Synergistically Stabilizing Hole Transport Layer and Dual Interface Enables High-Performance Perovskite Solar Cells
Dongmei He, Danqing Ma, Ru Li, Baibai Liu, Qian Zhou, Hua Gui Yang, Shirong Lu, Zhengfu Zhang, Caiju Li, Xiong Li, Liming Ding, Jing Feng, Jianhong Yi, Jiangzhao Chen
Abstract
The migration and diffusion of Li + and halide ions, as well as the volatilization of 4-tert butylpyridine ( t BP), seriously restrain the long-term operational stability of n- i -p perovskite solar cells (PSCs). Herein, we employ l -glutamic acid dibenzyl ester 4-toluenesulfonate (GADET) to simultaneously modulate the hole transport layer (HTL) and buried interface, which stabilizes the HTL and minimizes interfacial energy loss by immobilizing Li +, t BP, and halide ions and passivating dual interface defects.
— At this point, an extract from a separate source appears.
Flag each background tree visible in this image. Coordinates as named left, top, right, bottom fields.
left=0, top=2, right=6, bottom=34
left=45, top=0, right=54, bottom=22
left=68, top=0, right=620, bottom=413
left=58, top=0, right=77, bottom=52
After forming Spiro-OMeTAD •+ TFSI –, GADET impedes the Li + ion diffusion through the ionic bond interaction of P-methylbenzenesulfonate anion and Li +, while the formation of the hydrogen bond of −NH 3 + with t BP can suppress the volatilization of t BP. Moreover, the halide ion migration and interfacial trap-induced nonradiative recombination are inhibited via passivating undercoordinated Pb and halide vacancy defects based on multiple chemical bonds. The synergistically modified devices achieve a champion efficiency of 25.06% (certified PCE of 24.08%). Meanwhile, the stability of PSCs was significantly improved.